Use EXPLAIN PLAN to see how Oracle accesses partitioned objects for specific queries.
Partitions accessed after pruning are shown in the PARTITION START and PARTITION STOP columns. The row source name for the range partition is "PARTITION RANGE". For hash partitions, the row source name is PARTITION HASH.
A join is implemented using partial partition-wise join if the DISTRIBUTION column of the plan table of one of the joined tables contains PARTITION(KEY). Partial partition-wise join is possible if one of the joined tables is partitioned on its join column and the table is parallelized.
A join is implemented using full partition-wise join if the partition row source appears before the join row source in the EXPLAIN PLAN output.
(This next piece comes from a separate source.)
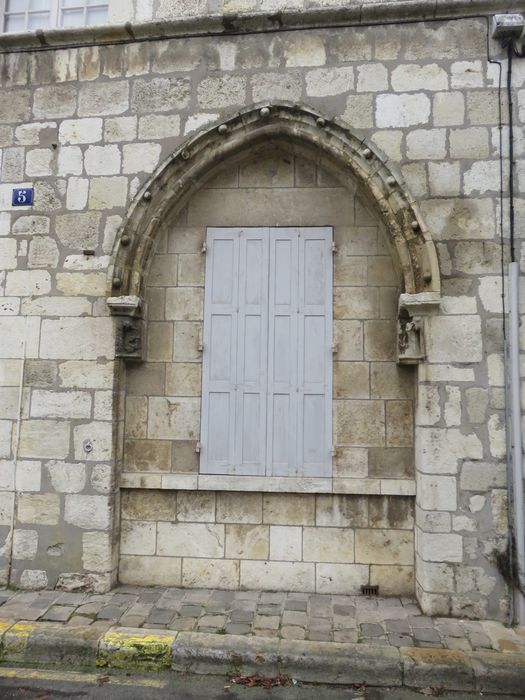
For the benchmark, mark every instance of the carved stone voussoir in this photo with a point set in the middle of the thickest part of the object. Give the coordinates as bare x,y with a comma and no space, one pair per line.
130,327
Full partition-wise joins are possible only if both joined tables are equi-partitioned on their respective join columns. Examples of execution plans for several types of partitioning follow.
Consider the following table, emp_range, partitioned by range on hiredate to illustrate how pruning is displayed. Assume that the tables emp and dept from a standard Oracle schema exist.
CREATE TABLE emp_range PARTITION BY RANGE(hiredate) (PARTITION emp_p1 VALUES LESS THAN (TO_DATE('1-JAN-1991','DD-MON-YYYY')), PARTITION emp_p2 VALUES LESS THAN (TO_DATE('1-JAN-1993','DD-MON-YYYY')), PARTITION emp_p3 VALUES LESS THAN (TO_DATE('1-JAN-1995','DD-MON-YYYY')), PARTITION emp_p4 VALUES LESS THAN (TO_DATE('1-JAN-1997','DD-MON-YYYY')), PARTITION emp_p5 VALUES LESS THAN (TO_DATE('1-JAN-1999','DD-MON-YYYY'))) AS SELECT * FROM emp;
EXPLAIN PLAN FOR SELECT * FROM emp_range;
Enter the following to display the EXPLAIN PLAN output:
@?/RDBMS/ADMIN/UTLXPLS
Oracle displays something similar to:
Plan Table ------------------------------------------------------------------------------- | Operation | Name | Rows | Bytes| Cost | Pstart | Pstop| ------------------------------------------------------------------------------- | SELECT STATEMENT | | 105 | 8K| 1 | | | | PARTITION RANGE ALL | | | | | 1 | 5 | | TABLE ACCESS FULL |EMP_RANGE | 105 | 8K| 1 | 1 | 5 | ------------------------------------------------------------------------------- 6 rows selected.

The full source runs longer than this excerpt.